When Jesus told his disciples there were things they could not bear yet, he was alerting them to both difficult news and wonderful news.  They were about to undergo a transformation that would break their hearts but also enlarge their lives in ways they could not fully grasp now. One world was about to end for them so that a new world could begin. In another verse, Jesus compares them to a woman in childbirth who forgets her pain when she experiences the joy of bringing a child into the world.

Peter underwent this anguish when he failed Jesus but was then forgiven and restored as the leader the Apostles in proclaiming God’s mercy. Paul’s conversion was so traumatic it first blinded him, and then it took him years to absorb fully what he had seen in a flash on the road to Damascus. The church was born in unbearable joy through the death and resurrection of Jesus. The disciples had to pass through the same Paschal mystery to understand that glory comes from suffering.  

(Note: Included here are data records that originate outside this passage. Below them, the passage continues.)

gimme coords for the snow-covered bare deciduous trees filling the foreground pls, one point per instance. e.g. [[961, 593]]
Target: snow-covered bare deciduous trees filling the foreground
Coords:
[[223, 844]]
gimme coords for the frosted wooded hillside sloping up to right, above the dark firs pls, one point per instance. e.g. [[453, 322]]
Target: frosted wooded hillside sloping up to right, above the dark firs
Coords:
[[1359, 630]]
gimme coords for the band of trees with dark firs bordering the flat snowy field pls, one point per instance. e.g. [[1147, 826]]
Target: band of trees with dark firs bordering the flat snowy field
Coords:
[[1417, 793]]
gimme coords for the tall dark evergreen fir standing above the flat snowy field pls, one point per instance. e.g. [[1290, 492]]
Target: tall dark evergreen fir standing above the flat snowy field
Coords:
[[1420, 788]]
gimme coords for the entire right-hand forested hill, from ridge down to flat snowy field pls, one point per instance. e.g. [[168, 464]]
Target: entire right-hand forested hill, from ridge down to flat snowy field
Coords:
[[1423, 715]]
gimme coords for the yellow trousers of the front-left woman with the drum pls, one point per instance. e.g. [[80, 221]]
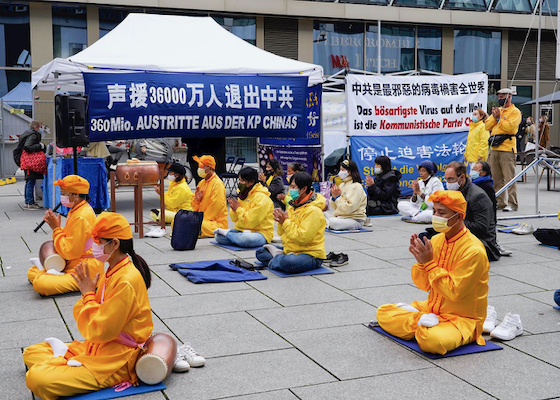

It is appropriate that Mary, the mother of Jesus, was with the disciples at Pentecost. She knew the full weight of God’s plan revealed by the hovering Spirit over her as a girl in Nazareth. She said yes to conceiving the Incarnate Word in her womb, to giving birth to Jesus, watching him grow and take up his ministry. She had pondered all these things in her heart. The child she bore and raised with Joseph was the beloved son whose lifeless body she held when he was taken down from the cross and laid in the tomb. 

There is no half measure in our discipleship. If we follow Jesus, we will get the whole story, the full, unbearable joy of the Good News. What Mary pondered in her heart we will also weigh in our decision to walk with him. If it was necessary for the Son of Man to suffer in order to enter his glory, it will be our journey as well. With each step forward, we descend and ascend at the same time, are emptied and filled, losing our lives in order to find them. There is much more Jesus has yet to tell us. Can we bear it?

This is why the Holy Spirit must come to fill the hearts of the faithful and to kindle in us the power of his love. Then we will be ready for the whole truth.